Started by , May 03, 2004, 12:45:08 PM

- - Role playing games are supposed to simulate real worlds, not be exact replicas of them.  That is why we have poor people.  That is why said poor people tend to live in clusters.  If we had everything that existed virtually in the world as tangible (all of the time), Arm would be so large no server could run it.  Saying that everything should be in existence at all times instead of existing virtually is unreasonable. We couldn't do it even if we wanted to.

- - That is why you are expected to role play that what is there virtually is there tangibly. It is unrealistic to say that virtual goods are any less real than ones your character can have because it is always available, codewise.  Saying that the code should keep people from doing something entirely possible, simply because some additional objects have gone from virtual to tangible, is unreasonable.
i]The Unholy Immortal of Red Storm,
The Merciless Co-Immortal of House Kurac,
The Tyrannical Developer of Skill_Wagonmaking,[/i]
Gesht

I'm not going to get into a tit for tat with you guys. Thanks for listening.

Xerin, one point that you seem to miss completely is that from an RP standpoint, there is no difference between virtual vs NPC vs PC wealth.  The IMMs have told you this, accept it.
Quote from: MalifaxisWe need to listen to spawnloser.
Quote from: Reiterationspawnloser knows all

Quote from: SpoonA magicker is kind of like a mousetrap, the fear is the cheese.
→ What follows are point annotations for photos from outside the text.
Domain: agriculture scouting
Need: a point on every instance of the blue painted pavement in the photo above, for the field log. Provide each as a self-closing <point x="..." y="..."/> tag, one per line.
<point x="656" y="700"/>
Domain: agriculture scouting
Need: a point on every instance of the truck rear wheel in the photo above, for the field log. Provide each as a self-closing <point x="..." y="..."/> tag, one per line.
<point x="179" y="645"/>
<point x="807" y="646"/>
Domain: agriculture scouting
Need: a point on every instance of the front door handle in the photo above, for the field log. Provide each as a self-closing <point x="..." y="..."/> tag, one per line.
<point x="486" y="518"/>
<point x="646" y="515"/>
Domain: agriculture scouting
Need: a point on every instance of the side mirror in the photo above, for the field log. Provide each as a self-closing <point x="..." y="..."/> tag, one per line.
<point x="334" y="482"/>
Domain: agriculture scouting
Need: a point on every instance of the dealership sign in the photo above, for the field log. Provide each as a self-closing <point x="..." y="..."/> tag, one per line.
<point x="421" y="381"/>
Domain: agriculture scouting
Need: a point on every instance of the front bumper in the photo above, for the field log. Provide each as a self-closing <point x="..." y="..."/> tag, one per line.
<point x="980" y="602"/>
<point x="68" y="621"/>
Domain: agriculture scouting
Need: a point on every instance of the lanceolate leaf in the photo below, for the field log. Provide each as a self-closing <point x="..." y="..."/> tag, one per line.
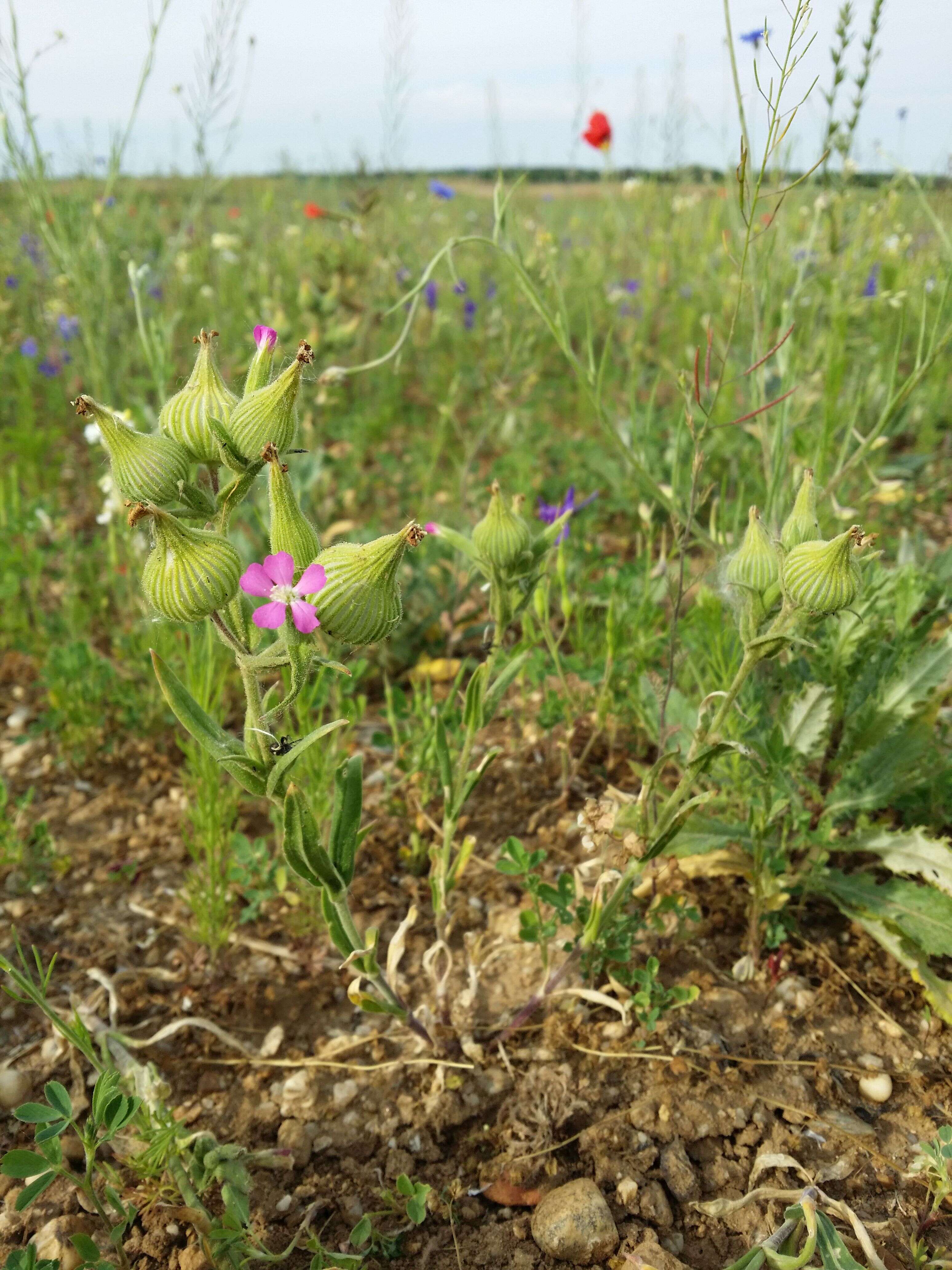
<point x="220" y="745"/>
<point x="286" y="762"/>
<point x="805" y="723"/>
<point x="919" y="914"/>
<point x="906" y="851"/>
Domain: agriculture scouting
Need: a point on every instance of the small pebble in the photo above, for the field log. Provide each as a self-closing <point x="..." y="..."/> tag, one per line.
<point x="876" y="1089"/>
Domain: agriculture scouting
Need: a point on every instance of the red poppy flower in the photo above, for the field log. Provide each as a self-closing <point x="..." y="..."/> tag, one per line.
<point x="598" y="133"/>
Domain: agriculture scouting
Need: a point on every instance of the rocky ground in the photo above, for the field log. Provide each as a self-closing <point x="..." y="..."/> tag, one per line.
<point x="581" y="1140"/>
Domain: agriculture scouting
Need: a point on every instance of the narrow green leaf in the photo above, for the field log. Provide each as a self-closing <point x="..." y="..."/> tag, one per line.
<point x="36" y="1188"/>
<point x="23" y="1164"/>
<point x="287" y="761"/>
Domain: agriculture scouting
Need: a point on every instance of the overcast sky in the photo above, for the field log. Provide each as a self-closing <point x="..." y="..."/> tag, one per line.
<point x="484" y="81"/>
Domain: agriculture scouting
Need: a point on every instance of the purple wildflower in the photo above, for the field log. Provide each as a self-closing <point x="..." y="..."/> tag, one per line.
<point x="550" y="512"/>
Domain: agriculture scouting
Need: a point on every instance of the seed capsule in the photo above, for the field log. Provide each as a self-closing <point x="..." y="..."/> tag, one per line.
<point x="801" y="525"/>
<point x="184" y="417"/>
<point x="267" y="414"/>
<point x="146" y="468"/>
<point x="755" y="566"/>
<point x="190" y="573"/>
<point x="290" y="529"/>
<point x="502" y="535"/>
<point x="261" y="369"/>
<point x="824" y="577"/>
<point x="361" y="599"/>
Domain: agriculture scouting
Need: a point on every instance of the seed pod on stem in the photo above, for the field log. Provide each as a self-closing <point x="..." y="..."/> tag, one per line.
<point x="801" y="525"/>
<point x="290" y="529"/>
<point x="824" y="577"/>
<point x="190" y="573"/>
<point x="146" y="468"/>
<point x="755" y="566"/>
<point x="361" y="599"/>
<point x="260" y="371"/>
<point x="184" y="417"/>
<point x="502" y="537"/>
<point x="267" y="414"/>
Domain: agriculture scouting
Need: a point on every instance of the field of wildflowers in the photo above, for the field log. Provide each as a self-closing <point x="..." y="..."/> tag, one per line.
<point x="475" y="764"/>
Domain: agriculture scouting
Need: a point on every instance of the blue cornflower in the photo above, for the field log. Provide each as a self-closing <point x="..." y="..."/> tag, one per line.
<point x="550" y="512"/>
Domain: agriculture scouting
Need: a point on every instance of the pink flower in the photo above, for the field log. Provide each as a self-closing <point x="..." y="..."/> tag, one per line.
<point x="273" y="581"/>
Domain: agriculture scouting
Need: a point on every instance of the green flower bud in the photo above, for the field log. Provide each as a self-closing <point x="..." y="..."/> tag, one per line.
<point x="184" y="417"/>
<point x="824" y="577"/>
<point x="146" y="468"/>
<point x="190" y="573"/>
<point x="291" y="530"/>
<point x="360" y="602"/>
<point x="755" y="566"/>
<point x="801" y="525"/>
<point x="502" y="535"/>
<point x="267" y="414"/>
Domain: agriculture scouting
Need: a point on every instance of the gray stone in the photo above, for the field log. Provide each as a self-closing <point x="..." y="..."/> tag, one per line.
<point x="574" y="1224"/>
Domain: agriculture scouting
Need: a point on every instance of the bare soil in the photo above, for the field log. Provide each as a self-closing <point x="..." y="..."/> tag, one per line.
<point x="749" y="1070"/>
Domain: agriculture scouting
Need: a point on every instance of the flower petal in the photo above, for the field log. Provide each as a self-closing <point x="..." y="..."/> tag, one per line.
<point x="313" y="581"/>
<point x="304" y="617"/>
<point x="271" y="617"/>
<point x="256" y="581"/>
<point x="280" y="568"/>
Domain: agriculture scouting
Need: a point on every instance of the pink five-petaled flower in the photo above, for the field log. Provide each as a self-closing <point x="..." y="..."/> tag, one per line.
<point x="275" y="581"/>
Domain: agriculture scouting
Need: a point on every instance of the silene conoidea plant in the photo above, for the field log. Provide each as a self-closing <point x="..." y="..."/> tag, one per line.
<point x="195" y="573"/>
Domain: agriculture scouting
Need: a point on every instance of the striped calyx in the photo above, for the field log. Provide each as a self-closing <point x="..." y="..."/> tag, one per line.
<point x="290" y="529"/>
<point x="755" y="566"/>
<point x="824" y="577"/>
<point x="190" y="573"/>
<point x="361" y="599"/>
<point x="260" y="370"/>
<point x="184" y="417"/>
<point x="267" y="414"/>
<point x="502" y="535"/>
<point x="801" y="525"/>
<point x="146" y="468"/>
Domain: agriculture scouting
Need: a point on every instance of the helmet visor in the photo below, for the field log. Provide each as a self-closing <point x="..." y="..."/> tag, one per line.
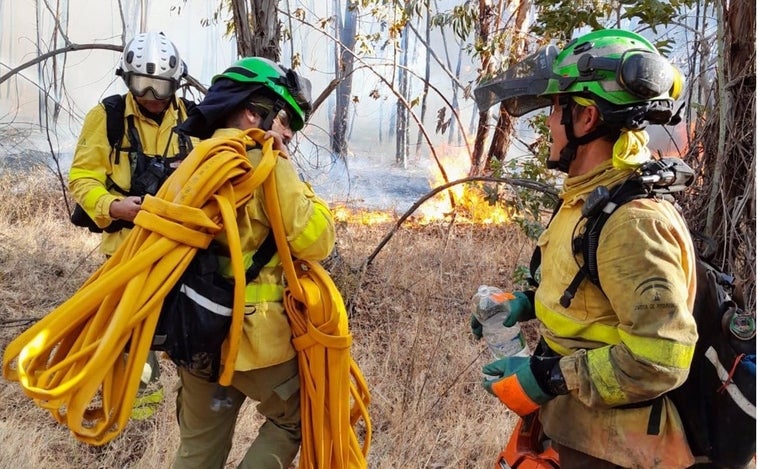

But this cheese has an AK47.

I just wanted to add one more thing.  Most of the wealth gererated by this HRPT came from PCs, not from selling the equiptment of the invading army.  This id due to the five item limits on the shops, and the fact that most of the equiptment carried by the invaders was the same.  I base this off of the following math:

Say there was 3 different weapons, 2 different shields, and 3 different kinds of armor.  Say they sold for an average of 50 sid each.  If you sold 5 of each of these items, you would make 2000 sid.  That is assuming one character sold it all.  spreading it out over 10 PCs, and your down to 200 sid each.  Assumming my esitmates are low, and we quadruple it, you have 400 sid spread out over 20 PCs.  I don't think this is reallt all that significant.  

The only way someone can make a significant amount from that eqiptment is they were very fast and the first one to geta lot of it to the shop, which means that the number of PCs effected is actually smaller, or if you are hording it and saving it for after the nexy reboot, which unless ypour a mul, half-giant, or own a house, isn't a real option.

Incidently, you can make a lot more money when you came across a dead corpse with  there newbie money than the above example, an that happens a lot more frequently.